When $TMPDIR is within $PWD, creating wheel dies on infinite recursion
hroncok opened this issue · comments
Describe the bug
Due to the logic in
yarl/packaging/pep517_backend/_backend.py
Lines 197 to 204 in bd5ff24
$TMPDIR
to itself when it is inside $PWD
.
In Fedora, when we build wheels during building RPMs, we set $TMPDIR
to be in $PWD
-- it is a requirement to let RPM know about all the sources that have been built (e.g. to successfully create debugsource packages).
To Reproduce
$ git clone git@github.com:aio-libs/yarl.git
$ cd yarl
[yarl (master)]$ mkdir .tmp-in-tree
[yarl (master %)]$ export TMPDIR=$PWD/.tmp-in-tree
[yarl (master %)]$ pip wheel . --no-deps
Expected behavior
The folder needs to be excluded from copying. See my fix for the same problem in pip: pypa/pip#7873
Logs/tracebacks
$ pip wheel . --no-deps
Processing .../yarl
Installing build dependencies ... done
Getting requirements to build wheel ... done
Installing backend dependencies ... done
Preparing metadata (pyproject.toml) ... done
Building wheels for collected packages: yarl
Building wheel for yarl (pyproject.toml) ... error
error: subprocess-exited-with-error
× Building wheel for yarl (pyproject.toml) did not run successfully.
│ exit code: 1
╰─> [33 lines of output]
**********************
* Accelerated build *
**********************
Traceback (most recent call last):
File "/usr/lib/python3.12/site-packages/pip/_vendor/pyproject_hooks/_in_process/_in_process.py", line 353, in <module>
main()
File "/usr/lib/python3.12/site-packages/pip/_vendor/pyproject_hooks/_in_process/_in_process.py", line 335, in main
json_out['return_val'] = hook(**hook_input['kwargs'])

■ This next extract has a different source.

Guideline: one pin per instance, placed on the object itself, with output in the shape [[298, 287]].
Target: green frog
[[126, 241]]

^^^^^^^^^^^^^^^^^^^^^^^^^^^^
File "/usr/lib/python3.12/site-packages/pip/_vendor/pyproject_hooks/_in_process/_in_process.py", line 251, in build_wheel
return _build_backend().build_wheel(wheel_directory, config_settings,
^^^^^^^^^^^^^^^^^^^^^^^^^^^^^^^^^^^^^^^^^^^^^^^^^^^^^^^^^^^^^^
File "/usr/lib64/python3.12/contextlib.py", line 81, in inner
return func(*args, **kwds)
^^^^^^^^^^^^^^^^^^^
File ".../yarl/packaging/pep517_backend/_backend.py", line 287, in build_wheel
with maybe_prebuild_c_extensions(
File "/usr/lib64/python3.12/contextlib.py", line 137, in __enter__
return next(self.gen)
^^^^^^^^^^^^^^
File ".../yarl/packaging/pep517_backend/_backend.py", line 261, in maybe_prebuild_c_extensions
with build_dir_ctx:
File "/usr/lib64/python3.12/contextlib.py", line 137, in __enter__
return next(self.gen)
^^^^^^^^^^^^^^
File ".../yarl/packaging/pep517_backend/_backend.py", line 202, in _in_temporary_directory
copytree(src_dir, tmp_src_dir, symlinks=True)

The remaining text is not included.